The sample code he showed showed part of the reason for this conversion: Rust code is easier to write and understand than existing C++ code. It’s also safer and more secure: For those unfamiliar, Rust is a modern C-like programming language beloved by developers because it forces secure native code generation without the burden of managed languages.

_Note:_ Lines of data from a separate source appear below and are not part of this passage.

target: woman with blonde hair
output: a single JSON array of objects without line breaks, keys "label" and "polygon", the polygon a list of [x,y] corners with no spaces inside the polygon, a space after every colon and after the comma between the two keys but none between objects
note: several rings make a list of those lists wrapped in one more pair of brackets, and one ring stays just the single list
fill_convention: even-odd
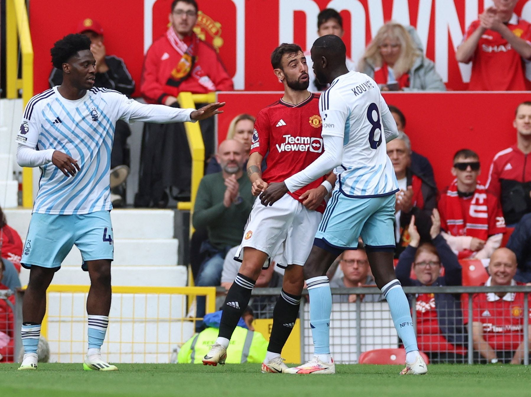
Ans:
[{"label": "woman with blonde hair", "polygon": [[[247,113],[238,114],[232,119],[227,132],[226,139],[234,139],[241,142],[249,156],[251,151],[251,144],[254,129],[255,117]],[[221,142],[220,142],[221,143]],[[245,164],[247,161],[245,161]],[[205,174],[213,174],[220,172],[221,167],[216,159],[216,156],[212,156],[208,161]]]},{"label": "woman with blonde hair", "polygon": [[445,91],[435,64],[423,55],[404,27],[389,22],[380,28],[358,70],[382,91]]}]

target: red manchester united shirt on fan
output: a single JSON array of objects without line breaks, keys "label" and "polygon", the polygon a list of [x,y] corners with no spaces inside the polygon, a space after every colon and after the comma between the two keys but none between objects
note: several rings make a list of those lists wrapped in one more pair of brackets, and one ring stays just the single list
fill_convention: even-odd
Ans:
[{"label": "red manchester united shirt on fan", "polygon": [[[479,26],[479,21],[470,24],[463,41]],[[518,37],[531,41],[531,24],[513,14],[507,27]],[[531,43],[530,43],[531,44]],[[472,58],[471,91],[525,91],[524,60],[498,32],[486,30],[479,39]]]},{"label": "red manchester united shirt on fan", "polygon": [[[262,175],[266,182],[282,182],[304,170],[323,153],[319,100],[319,96],[313,94],[295,105],[281,99],[259,112],[251,153],[258,152],[263,156],[269,153],[267,168]],[[288,194],[298,200],[303,193],[318,187],[324,179],[323,176]],[[324,206],[323,201],[316,210],[323,212]]]},{"label": "red manchester united shirt on fan", "polygon": [[[491,285],[490,277],[485,285]],[[525,284],[513,280],[511,285]],[[495,350],[516,350],[523,340],[524,316],[531,315],[524,312],[524,298],[523,292],[509,292],[502,298],[493,292],[474,295],[473,320],[483,324],[483,337]]]}]

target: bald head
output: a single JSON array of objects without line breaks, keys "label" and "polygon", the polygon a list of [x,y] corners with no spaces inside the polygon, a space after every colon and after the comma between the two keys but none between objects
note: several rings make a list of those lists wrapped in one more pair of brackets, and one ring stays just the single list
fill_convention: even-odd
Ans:
[{"label": "bald head", "polygon": [[227,139],[219,144],[216,157],[224,171],[228,174],[236,174],[242,170],[246,154],[241,142]]},{"label": "bald head", "polygon": [[489,273],[493,285],[510,285],[516,274],[516,255],[509,248],[498,248],[491,256]]},{"label": "bald head", "polygon": [[328,84],[336,77],[348,72],[346,62],[347,47],[335,35],[326,35],[313,43],[311,49],[313,71],[321,84]]}]

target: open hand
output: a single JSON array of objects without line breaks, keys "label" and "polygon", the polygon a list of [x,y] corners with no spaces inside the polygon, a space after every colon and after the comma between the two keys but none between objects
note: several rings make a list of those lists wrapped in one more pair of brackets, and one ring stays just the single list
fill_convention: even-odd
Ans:
[{"label": "open hand", "polygon": [[315,210],[321,205],[323,200],[328,194],[327,188],[322,185],[320,185],[315,189],[306,190],[299,197],[299,200],[303,200],[302,205],[308,209]]},{"label": "open hand", "polygon": [[260,201],[262,204],[267,207],[273,205],[273,203],[278,201],[284,195],[288,192],[288,188],[283,182],[270,183],[265,191],[260,195]]},{"label": "open hand", "polygon": [[[56,150],[52,155],[52,162],[54,165],[62,171],[66,176],[75,175],[75,173],[80,171],[81,168],[78,165],[76,160],[74,160],[66,153]],[[70,174],[70,175],[68,175]]]},{"label": "open hand", "polygon": [[411,217],[411,221],[409,222],[409,227],[407,229],[409,233],[409,245],[416,248],[421,242],[421,235],[417,230],[417,226],[415,225],[415,215]]},{"label": "open hand", "polygon": [[430,236],[433,240],[441,232],[441,216],[437,208],[432,212],[432,227],[430,228]]},{"label": "open hand", "polygon": [[225,102],[216,102],[213,104],[209,104],[205,106],[194,111],[190,113],[190,119],[192,120],[204,120],[209,117],[213,116],[215,114],[222,113],[223,111],[218,111],[220,107],[225,106]]}]

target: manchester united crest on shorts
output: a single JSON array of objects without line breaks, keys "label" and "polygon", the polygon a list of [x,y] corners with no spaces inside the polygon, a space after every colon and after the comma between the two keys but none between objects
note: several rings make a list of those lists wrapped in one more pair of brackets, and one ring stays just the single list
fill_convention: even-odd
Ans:
[{"label": "manchester united crest on shorts", "polygon": [[314,128],[319,128],[322,124],[321,122],[321,116],[314,114],[310,118],[310,125]]}]

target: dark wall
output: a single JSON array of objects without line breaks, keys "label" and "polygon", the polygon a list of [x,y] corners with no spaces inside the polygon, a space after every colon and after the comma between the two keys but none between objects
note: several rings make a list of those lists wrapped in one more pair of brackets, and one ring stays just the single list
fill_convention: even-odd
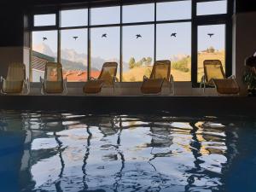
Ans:
[{"label": "dark wall", "polygon": [[23,45],[23,8],[20,6],[0,6],[0,46]]},{"label": "dark wall", "polygon": [[256,0],[236,0],[237,13],[256,11]]},{"label": "dark wall", "polygon": [[[147,1],[147,0],[146,0]],[[126,0],[130,3],[142,3],[144,0]],[[149,1],[149,0],[148,0]],[[0,3],[0,46],[28,46],[27,33],[24,33],[26,18],[24,14],[27,9],[38,9],[44,6],[61,7],[72,6],[76,3],[116,3],[117,0],[1,0]],[[256,11],[256,0],[236,0],[236,12]],[[25,28],[24,28],[25,26]],[[25,40],[24,40],[25,39]]]}]

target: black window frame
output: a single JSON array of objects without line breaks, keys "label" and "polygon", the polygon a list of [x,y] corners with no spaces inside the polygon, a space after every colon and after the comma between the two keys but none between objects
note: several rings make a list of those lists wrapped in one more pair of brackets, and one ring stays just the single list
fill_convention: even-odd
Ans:
[{"label": "black window frame", "polygon": [[[177,1],[186,1],[186,0],[143,0],[139,3],[130,0],[130,1],[119,1],[115,3],[90,3],[84,5],[78,5],[76,7],[65,7],[64,9],[59,9],[49,11],[44,11],[42,9],[40,11],[32,10],[30,16],[30,32],[31,34],[33,31],[50,31],[57,30],[58,32],[58,48],[57,48],[57,61],[61,61],[61,31],[64,29],[87,29],[87,74],[88,79],[90,78],[90,29],[95,27],[109,27],[109,26],[119,26],[119,77],[120,82],[122,82],[123,76],[123,26],[140,26],[153,24],[154,25],[154,61],[156,58],[156,26],[157,24],[163,23],[182,23],[182,22],[191,22],[191,80],[190,81],[182,81],[182,82],[191,82],[192,87],[199,87],[199,83],[197,83],[197,26],[201,25],[214,25],[214,24],[225,24],[226,32],[225,32],[225,72],[226,75],[229,76],[232,72],[232,15],[234,3],[232,0],[227,0],[227,13],[222,15],[196,15],[196,6],[197,3],[203,2],[212,2],[212,1],[222,1],[222,0],[191,0],[191,19],[186,20],[157,20],[157,3],[162,2],[177,2]],[[131,23],[123,23],[123,6],[131,5],[131,4],[145,4],[145,3],[154,3],[154,20],[145,21],[145,22],[131,22]],[[111,6],[119,6],[120,9],[120,22],[118,24],[104,24],[104,25],[90,25],[90,10],[93,8],[100,7],[111,7]],[[88,22],[87,26],[61,26],[61,10],[72,10],[79,9],[87,9],[88,10]],[[55,26],[33,26],[33,15],[43,15],[43,14],[55,14],[56,15],[56,25]],[[32,47],[32,39],[30,38],[30,45]],[[32,56],[32,55],[31,55]],[[32,71],[32,69],[30,69]],[[31,73],[32,74],[32,73]],[[174,79],[175,80],[175,79]]]}]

According to Weston, Microsoft has already rewritten 36,000 lines of code in the Windows kernel in Rust, in addition to writing another 152,000 lines of proof-of-concept code in the DirectWrite Core library, and the performance is excellent with no regression compared to the old C++ code. He also noted that “there is now a syscall, in the Windows kernel, written in Rust.” A system request, or system call, is how user-mode applications interact with (to oversimplify) internal kernel functions.

I’m curious as to how Microsoft calls this work in the future, but the DirectWrite Core library is now available in the Windows App SDK, and some GDI work will be available soon to Insiders. What Microsoft won’t do is completely replace “40 years of work” in C/C++ in the kernel with Rust, but I’m sure it makes more sense to replace some of that work to remove old attack surfaces while porting a new kernel to work on Rust, as with Linux: The recently released Linux 6.1 kernel is the first kernel to include Rust code.